Şeyma İzler: Gerçekten doğru. Ben de orada en azından ufak da olsa bir çocuğa faydam dokunsa mutlu oluyorum. Söylediğiniz bir cümle, bir kelime onlarda çok başka kapılar açtığına inanıyorum. Aslında toplumun her bireyinde farkındalık yaratacak bir şey. Bizler de bu toplumun bir parçasıyız ve onlara da bir faydamız olması için çabalıyoruz.
Cem Erdost İleri: Ben şöyle düşünüyorum; bu tip sosyal sorumluluk projelerinde elbette ki karşı tarafın fayda sağlama ile ilgili başka bir şey ama onların toplamında da bizim aldığımız çok şey var. Ben biraz orasındayım. Onların bana fayda sağladığını da düşünüyorum.
Şeyma İzler: Tabii ki size bir rehber oluyor, yol açıyor aslında. Hayallerinizle ilgili başka bir fikir veriyor.
Cem Erdost İleri: Türk Eğitim Gönüllüleri Vakfı bence köklü vakıflardan biri.
Şeyma İzler: Evet. Kendini bozmamış kurumlardan biri. Çok kıymet veririm ben de. Sizin yolunuzun da oradan geçmiş olmasına çok sevindim.
Cem Erdost İleri: Ben de öyle. Konunun hiç buraya geleceğini düşünmemiştim.

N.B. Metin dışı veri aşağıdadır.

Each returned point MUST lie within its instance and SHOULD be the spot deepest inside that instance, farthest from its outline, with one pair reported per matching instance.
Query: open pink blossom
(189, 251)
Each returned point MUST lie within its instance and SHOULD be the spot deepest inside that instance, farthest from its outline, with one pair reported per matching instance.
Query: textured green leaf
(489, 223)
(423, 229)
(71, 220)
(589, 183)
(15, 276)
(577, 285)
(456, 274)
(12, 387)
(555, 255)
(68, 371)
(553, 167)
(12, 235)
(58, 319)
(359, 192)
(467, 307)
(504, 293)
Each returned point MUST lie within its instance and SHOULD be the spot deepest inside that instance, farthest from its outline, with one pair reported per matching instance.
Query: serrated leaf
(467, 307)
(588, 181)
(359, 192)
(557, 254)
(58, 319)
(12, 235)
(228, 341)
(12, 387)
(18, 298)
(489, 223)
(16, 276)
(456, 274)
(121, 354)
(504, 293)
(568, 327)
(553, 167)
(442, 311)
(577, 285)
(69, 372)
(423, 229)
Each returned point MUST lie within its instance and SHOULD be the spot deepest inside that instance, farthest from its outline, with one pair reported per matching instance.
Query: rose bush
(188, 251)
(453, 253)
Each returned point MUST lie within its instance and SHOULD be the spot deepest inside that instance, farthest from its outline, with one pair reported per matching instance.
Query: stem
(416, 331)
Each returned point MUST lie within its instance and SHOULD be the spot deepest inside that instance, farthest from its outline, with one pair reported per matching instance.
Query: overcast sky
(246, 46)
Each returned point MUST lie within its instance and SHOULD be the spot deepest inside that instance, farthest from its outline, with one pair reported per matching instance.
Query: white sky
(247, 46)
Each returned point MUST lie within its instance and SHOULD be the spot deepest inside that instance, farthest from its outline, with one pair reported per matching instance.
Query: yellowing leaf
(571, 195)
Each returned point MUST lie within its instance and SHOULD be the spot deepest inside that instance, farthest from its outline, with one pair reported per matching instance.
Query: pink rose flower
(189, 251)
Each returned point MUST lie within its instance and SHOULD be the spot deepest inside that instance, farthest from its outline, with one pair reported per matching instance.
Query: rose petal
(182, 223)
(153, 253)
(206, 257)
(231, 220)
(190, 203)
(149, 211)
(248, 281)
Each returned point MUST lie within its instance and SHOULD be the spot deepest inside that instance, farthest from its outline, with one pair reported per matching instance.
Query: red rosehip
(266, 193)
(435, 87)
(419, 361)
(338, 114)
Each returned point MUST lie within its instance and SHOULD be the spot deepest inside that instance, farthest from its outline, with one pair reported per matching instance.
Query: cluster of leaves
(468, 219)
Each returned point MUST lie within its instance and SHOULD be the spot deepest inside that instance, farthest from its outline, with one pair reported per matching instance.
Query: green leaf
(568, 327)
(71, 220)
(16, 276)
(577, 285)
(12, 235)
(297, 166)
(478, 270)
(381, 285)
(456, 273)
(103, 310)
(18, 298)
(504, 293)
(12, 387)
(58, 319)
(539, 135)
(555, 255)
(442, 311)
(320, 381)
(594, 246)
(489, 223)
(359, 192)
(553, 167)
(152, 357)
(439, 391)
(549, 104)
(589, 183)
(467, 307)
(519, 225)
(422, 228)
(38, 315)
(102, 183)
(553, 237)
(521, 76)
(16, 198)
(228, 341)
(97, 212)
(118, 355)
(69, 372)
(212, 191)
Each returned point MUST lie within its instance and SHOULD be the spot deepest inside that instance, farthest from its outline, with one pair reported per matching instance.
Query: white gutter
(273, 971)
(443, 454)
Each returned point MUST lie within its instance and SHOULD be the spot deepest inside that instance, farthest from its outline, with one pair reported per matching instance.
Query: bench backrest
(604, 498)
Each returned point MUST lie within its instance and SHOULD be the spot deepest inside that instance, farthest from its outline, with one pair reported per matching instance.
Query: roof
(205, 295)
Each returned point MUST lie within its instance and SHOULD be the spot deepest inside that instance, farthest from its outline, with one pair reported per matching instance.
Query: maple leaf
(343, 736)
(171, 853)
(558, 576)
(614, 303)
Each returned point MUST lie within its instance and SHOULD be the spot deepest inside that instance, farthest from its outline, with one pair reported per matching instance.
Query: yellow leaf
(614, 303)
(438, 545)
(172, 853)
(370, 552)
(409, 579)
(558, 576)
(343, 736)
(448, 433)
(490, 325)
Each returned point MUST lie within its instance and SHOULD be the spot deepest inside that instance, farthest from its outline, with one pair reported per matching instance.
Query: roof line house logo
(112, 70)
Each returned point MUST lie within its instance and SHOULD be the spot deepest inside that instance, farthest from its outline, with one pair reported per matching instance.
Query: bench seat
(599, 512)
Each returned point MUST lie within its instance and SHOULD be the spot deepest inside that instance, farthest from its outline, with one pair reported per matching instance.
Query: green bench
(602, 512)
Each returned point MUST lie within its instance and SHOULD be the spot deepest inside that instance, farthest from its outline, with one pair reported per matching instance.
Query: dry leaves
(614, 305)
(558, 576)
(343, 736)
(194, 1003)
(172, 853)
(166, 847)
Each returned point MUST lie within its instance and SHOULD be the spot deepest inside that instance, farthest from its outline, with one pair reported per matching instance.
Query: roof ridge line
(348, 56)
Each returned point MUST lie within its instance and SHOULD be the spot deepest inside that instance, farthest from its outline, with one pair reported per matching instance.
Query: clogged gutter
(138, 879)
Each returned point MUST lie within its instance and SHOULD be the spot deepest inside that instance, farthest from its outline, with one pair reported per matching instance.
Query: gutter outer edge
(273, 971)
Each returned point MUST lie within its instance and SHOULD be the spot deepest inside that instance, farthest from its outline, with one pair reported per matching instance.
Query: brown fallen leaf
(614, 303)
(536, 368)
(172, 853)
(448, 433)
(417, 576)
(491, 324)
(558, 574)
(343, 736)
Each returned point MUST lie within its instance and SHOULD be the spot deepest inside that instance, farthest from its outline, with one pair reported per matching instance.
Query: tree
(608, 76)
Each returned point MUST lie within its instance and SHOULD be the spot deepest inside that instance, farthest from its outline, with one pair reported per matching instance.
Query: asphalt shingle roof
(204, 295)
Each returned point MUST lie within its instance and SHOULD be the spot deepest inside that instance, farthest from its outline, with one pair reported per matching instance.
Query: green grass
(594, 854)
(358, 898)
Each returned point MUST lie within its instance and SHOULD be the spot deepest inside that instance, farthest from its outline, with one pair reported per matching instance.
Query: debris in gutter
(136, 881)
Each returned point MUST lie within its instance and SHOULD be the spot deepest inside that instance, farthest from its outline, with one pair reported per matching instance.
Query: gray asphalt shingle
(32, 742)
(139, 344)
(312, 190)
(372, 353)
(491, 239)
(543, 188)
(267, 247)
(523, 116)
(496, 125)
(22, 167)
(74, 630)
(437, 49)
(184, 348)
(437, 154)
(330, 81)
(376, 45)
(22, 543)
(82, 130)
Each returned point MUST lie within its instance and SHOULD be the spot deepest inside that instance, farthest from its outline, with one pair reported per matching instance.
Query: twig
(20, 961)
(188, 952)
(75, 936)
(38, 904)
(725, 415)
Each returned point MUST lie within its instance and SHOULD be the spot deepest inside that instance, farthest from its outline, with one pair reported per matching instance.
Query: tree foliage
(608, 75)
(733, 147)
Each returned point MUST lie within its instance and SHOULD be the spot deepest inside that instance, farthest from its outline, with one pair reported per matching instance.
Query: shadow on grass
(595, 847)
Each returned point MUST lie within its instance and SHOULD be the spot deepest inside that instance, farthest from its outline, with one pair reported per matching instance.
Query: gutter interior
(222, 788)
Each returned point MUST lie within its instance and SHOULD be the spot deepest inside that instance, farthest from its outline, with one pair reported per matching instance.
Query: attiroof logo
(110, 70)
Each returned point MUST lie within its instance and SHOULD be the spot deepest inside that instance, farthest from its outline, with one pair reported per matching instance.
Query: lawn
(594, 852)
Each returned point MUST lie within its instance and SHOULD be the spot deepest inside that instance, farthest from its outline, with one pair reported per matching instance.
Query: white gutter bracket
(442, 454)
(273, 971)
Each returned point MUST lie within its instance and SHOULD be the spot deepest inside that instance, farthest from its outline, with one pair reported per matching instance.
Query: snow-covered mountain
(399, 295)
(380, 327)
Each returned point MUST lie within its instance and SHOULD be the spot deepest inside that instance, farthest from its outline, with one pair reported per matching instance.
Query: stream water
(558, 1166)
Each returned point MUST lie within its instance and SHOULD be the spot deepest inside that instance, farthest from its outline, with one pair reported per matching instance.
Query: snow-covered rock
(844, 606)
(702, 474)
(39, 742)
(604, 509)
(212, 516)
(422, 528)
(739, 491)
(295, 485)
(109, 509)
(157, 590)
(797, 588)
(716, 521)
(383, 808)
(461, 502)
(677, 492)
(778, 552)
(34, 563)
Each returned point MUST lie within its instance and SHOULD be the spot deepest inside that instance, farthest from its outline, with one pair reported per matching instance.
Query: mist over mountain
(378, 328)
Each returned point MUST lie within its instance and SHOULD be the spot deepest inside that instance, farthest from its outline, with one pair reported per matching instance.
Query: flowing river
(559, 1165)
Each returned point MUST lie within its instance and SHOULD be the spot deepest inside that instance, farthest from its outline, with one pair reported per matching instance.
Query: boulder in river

Hatta Umuda Mavi’dir ilk albümün adı. Umuda Mavi, Türk Eğitim Gönüllüleri Vakfının bir projesinin ismidir. Benim orada gönüllü çocuk olduğum zaman, çocuklar bir yeni yıl giriş projesi olarak yanlış söylemeyeyim ama “Umudu Mavi ile Çizin” diye kartpostallar yaptı. O resimleri kartpostallarda kullandılar. Ben ilk albüm yaptığım zaman albümün adı ne olacak diye düşündüğümde, eski bir bavulum var, karnelerimi falan koyduğum, onun içindeki şeylere baktım. Kartpostalın arkasında Umuda Mavi yazıyordu. Umuda Mavi, bir Türk Eğitim Gönüllüleri Vakfı projesidir. İlk albümün bir kazancı olursa da oraya bağışlamak istedim ama biliyorsunuz bu işlerde kazanç falan çok zor.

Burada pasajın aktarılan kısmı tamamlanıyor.